How to identify and support women facing economic abuse
Tax advice is a crucial form of support for women facing financial distress and economic abuse.
Tax advice is a crucial form of support for women facing financial distress and economic abuse.
Suzie (not her real name) was cohabitating with her ex-partner despite concerns for her safety. She faced a lack of alternative housing and needed to file her taxes before she could start a new life without her partner. However, she was afraid to contact the Australian Taxation Office (ATO) since her ex-partner had (unintentionally) disposed of her financial documents.
Assisted by the UNSW Tax and Business Advisory Clinic, Suzie was able to contact the ATO and retrieve her crucial tax information. With the support of free tax advice, she successfully prepared and lodged her returns, gained financial security, and was empowered to break free from the coercive dynamics of her past relationship.
Suzie's story highlights the real-world implications of the economic and financial abuse women face across Australia and the crucial role of tax support in aiding financially vulnerable women experiencing domestic and family violence.
The findings of a recent paper, Identifying and supporting financially vulnerable women experiencing economic abuse: a grounded theory approach, conducted by researchers at the UNSW Tax and Business Advisory Clinic, revealed a concerning trend. The study found that 58 per cent of financially vulnerable women seeking pro bono tax services have experienced domestic and family violence. Yet, only 3 per cent have received support specific to domestic and family violence.
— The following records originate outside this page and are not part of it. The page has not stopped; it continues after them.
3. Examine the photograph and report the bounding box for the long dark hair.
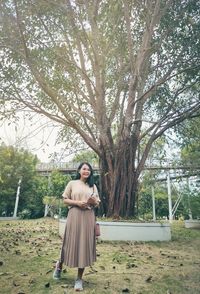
[76,162,94,187]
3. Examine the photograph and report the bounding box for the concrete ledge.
[185,219,200,229]
[0,216,19,221]
[59,219,171,241]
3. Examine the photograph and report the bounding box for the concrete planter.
[185,219,200,229]
[59,219,171,241]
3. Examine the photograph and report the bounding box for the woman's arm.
[63,197,88,209]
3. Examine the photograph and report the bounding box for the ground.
[0,218,200,294]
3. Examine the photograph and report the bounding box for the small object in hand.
[95,223,101,237]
Co-authored by UNSW Sydney’s Associate Professor Ann Kayis-Kumar, Associate Professor Youngdeok Lim, Professor Michael Walpole, Professor Jan Breckenridge, Dr Jack Noone, and Villanova University Charles Widger School of Law’s Professor Leslie Book, the paper provides four key recommendations, mainly centred on tax law reforms to enhance tax services, and tackling gender-related issues in Australia’s tax and transfer system.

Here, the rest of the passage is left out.